The value of these settings should be a string with the path to the instance of a storage to use (eg: 'myapp.storages.my_private_storage'). Both S3 and the default storages have been tested, but any django-compatible storage should work just fine. See the django documentation for more details on storages.

AFIP_KEY_STORAGE  # Keys for authenticating with AFIP (TaxPayer.key)
AFIP_CERT_STORAGE  # Certs for auth'ing with AFIP (TaxPayer.certificate)
AFIP_PDF_STORAGE  # PDFs generated for receipts (ReceiptPDF.pdf_file)
AFIP_LOGO_STORAGE  # Logos used in invoices (TaxPayer.logo)

Versioning

It is recommended that you pin versions, at least to major releases, since major releases are not guaranteed to be totally compatibility (clear upgrade notes ARE provided though):

django-afip>=4.0,< 5.0

We strictly follow Semantic Versioning.
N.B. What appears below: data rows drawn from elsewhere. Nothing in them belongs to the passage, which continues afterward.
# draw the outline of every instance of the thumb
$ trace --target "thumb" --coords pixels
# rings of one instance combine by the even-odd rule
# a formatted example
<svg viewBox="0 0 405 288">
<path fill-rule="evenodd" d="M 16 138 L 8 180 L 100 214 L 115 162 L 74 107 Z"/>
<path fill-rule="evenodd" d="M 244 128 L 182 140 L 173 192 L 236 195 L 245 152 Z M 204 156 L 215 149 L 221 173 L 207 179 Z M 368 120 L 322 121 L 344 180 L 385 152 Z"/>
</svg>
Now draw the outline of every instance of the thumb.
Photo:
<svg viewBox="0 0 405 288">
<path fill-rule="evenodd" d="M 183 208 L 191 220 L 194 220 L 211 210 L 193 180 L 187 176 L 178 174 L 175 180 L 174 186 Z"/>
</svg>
We only support version of Django that are currently supported upstream.

Django-afip is compatible with all currently supported django versions.

Upgrading

Backwards compatibility may break at major release, however, we always provide migrations to upgrade existing installations (I actually always use those on multiple production instances without any data loss).

Warning

If you’re on a pre-v4.0.0 release, you should upgrade to v4.0.0 and then further, since migrations will be squashed and purged in latter releases.

If you’re working on new/non-production projects, it’s safe to ignore this warning (though you’ll have to drop your current DB).